No, nothing of the sort. But let’s face it – times are tight, budgets are tighter, and companies we talk to are all looking for ways to make their marketing investment go further. Here then, are some recommendations for how and where to spend today’s demand generation dollars for greatest effect.
Let me suggest a theme: optimization. Now is not the time to be gambling your budget on new and unproven tactics. Much better to make the most of what you have, and instead improve the performance of existing programs and strategies. With that principle in mind, here are my candidates for what should be on your year-end “to do” list:
Lead Management
I won’t be the first to say it, but if you don’t already have a marketing automation system in place to better score, qualify, nurture, distribute, and manage inbound leads, now is the time to take the leap. The flood of new SaaS vendors into the category has made the technology astonishingly inexpensive AND easy to set up, and putting a structured lead management system in place should improve the success of every demand generation program – including search, content syndication, installed base programs, Web leads, you name it. Plus it will be much easier to gauge the true ROI from those programs, meaning you’ll have greater success arguing for a larger budget in Q1.
A word of caution – as wonderful as some of the new technology is, I have yet to see marketing automation software that develops the underlying lead management workflow, or advises you on e-mail frequency and offer strategy, or designs e-mail creative. Don’t expect to spend a few bucks on marketing automation, flip the switch, and see results. To work best, these systems take planning, strategy, good creative, and a consistent application of lead management and e-marketing best practices.
Paid Search (SEM)
As much as SEM has become the demand generation workhorse for many companies, in my experience, B2B marketers waste more money on SEM than anywhere else. At CDI, we’re frequently called upon to audit clients’ SEM programs, and it’s not uncommon to see 30 percent or more of total spend invested in terms that generate no conversions, or entire campaigns, to the tune of thousands of dollars each month, lumped into one or two ad groups so that the search terms bear no relevance to the resulting ad. Or ads that all link to the corporate home page. Or not even bothering to track conversions, so that there’s no measurement of which terms and ads are really generating leads. And so on.
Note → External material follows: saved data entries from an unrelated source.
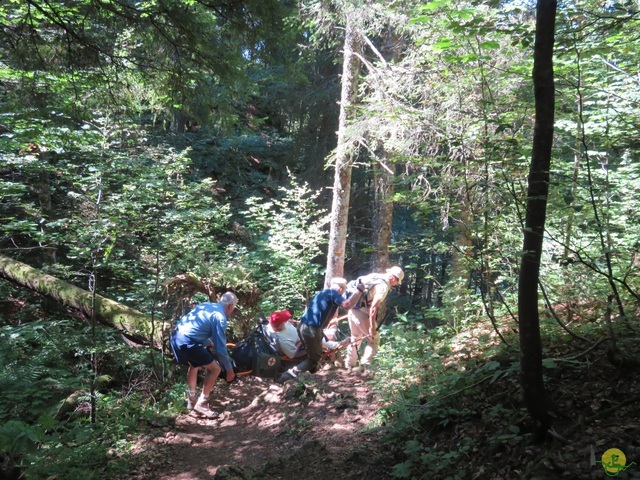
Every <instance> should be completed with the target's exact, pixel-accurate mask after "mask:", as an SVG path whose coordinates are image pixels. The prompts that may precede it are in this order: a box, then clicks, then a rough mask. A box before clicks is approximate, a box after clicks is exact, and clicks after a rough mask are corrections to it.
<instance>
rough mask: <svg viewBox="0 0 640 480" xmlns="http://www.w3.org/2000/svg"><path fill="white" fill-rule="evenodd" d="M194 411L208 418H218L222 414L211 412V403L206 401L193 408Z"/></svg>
mask: <svg viewBox="0 0 640 480" xmlns="http://www.w3.org/2000/svg"><path fill="white" fill-rule="evenodd" d="M193 411H194V412H197V413H199V414H200V415H204V416H205V417H207V418H218V417H219V416H220V414H219V413H218V412H216V411H215V410H211V407H209V402H208V401H206V400H203V401H199V402H198V403H196V404H195V406H194V407H193Z"/></svg>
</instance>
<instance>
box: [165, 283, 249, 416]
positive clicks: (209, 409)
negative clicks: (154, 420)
mask: <svg viewBox="0 0 640 480" xmlns="http://www.w3.org/2000/svg"><path fill="white" fill-rule="evenodd" d="M237 304H238V297H236V296H235V294H233V293H232V292H226V293H225V294H223V295H222V297H221V298H220V301H219V302H217V303H212V302H203V303H200V304H198V305H196V307H195V308H194V309H193V310H191V311H190V312H189V313H187V314H186V315H185V316H183V317H182V318H180V319H179V320H178V322H177V323H176V327H175V329H174V330H173V332H172V333H171V338H170V343H171V348H172V349H173V353H174V356H175V358H176V361H177V362H178V363H180V364H183V365H188V366H189V369H188V370H187V387H188V390H189V392H188V393H189V399H188V400H187V410H189V411H191V410H194V411H196V412H198V413H200V414H202V415H205V416H207V417H209V418H214V417H217V416H219V413H217V412H215V411H213V410H211V408H210V407H209V394H210V393H211V390H212V389H213V385H214V384H215V382H216V379H217V378H218V376H219V375H220V372H221V371H222V369H224V370H225V371H226V380H227V382H231V381H232V380H233V379H234V377H235V372H234V371H233V363H232V362H231V358H229V353H228V351H227V335H226V329H227V317H228V316H229V315H231V313H232V312H233V310H234V309H235V308H236V305H237ZM200 368H204V369H205V376H204V383H203V385H202V391H201V392H200V396H197V395H196V387H197V383H198V371H199V370H200Z"/></svg>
If you’re spending more than say, $3,000 a month with Google, the chances are pretty good that your program has untapped efficiencies. Even modest improvements on a few key metrics, especially conversion rates (click to lead) can have a huge impact on Cost Per Lead and overall program ROI. (See our white paper for more tips on improving SEM performance.)
Landing Page Optimization
Speaking of conversion rates, my experience is that most B2B landing pages stink. Landing pages are the forgotten child of e-marketing, typically relegated to a campaign afterthought, and constructed all too often with only the slightest nod to the most basic principles of direct marketing and even common sense.
What makes lousy landing pages such a crime is that not only are they easy to fix, but even minor changes can have an enormous impact on conversion rates and on the response and results of entire campaigns. If the landing page you use for Google ads, for example, generates an anemic 2 percent conversion rate, you could increase that rate to only 2.5 percent and instantly see a full 25 percent improvement in ROI.
Some marketing automation tools have landing page optimization capabilities built in, as does Google. Google AdWords and SEM in general are highly effective platforms for testing landing pages because you can make adjustments on the fly, see instant results, and optimize over time. Or you can buy into dedicated optimization technology like Omniture. However, you do it, this is a modest investment that can pay big dividends across a wide range of campaigns. (See this previous post for more tips on how to improve landing page effectiveness.)
Blogs
Seriously, what is your corporate blog doing for you, besides providing an ego boost to senior executives, and headaches for your PR team? Blogging is easy and cheap, but therein lies the problem. Like Google, where all you need is a credit card and a list of keywords, many corporate blogs operate at a fraction of their potential effectiveness.
Most corporate blogs are born on a whim, and then grow organically, unchecked and unsupervised, without any kind of consensus as to their true mission. The truth is, blogs aren’t just mastheads with comments – they have enormous potential for lead generation, driving Web traffic, improving search rankings, and especially lead nurturing (through proper use of e-mail subscriptions and RSS feeds).
If you don’t have a blog, start one. (See this earlier post for a description of our own experience here at CDI.) If you already have a blog, time for some serious evaluation of what purpose the blog is serving and how it’s performing against that standard.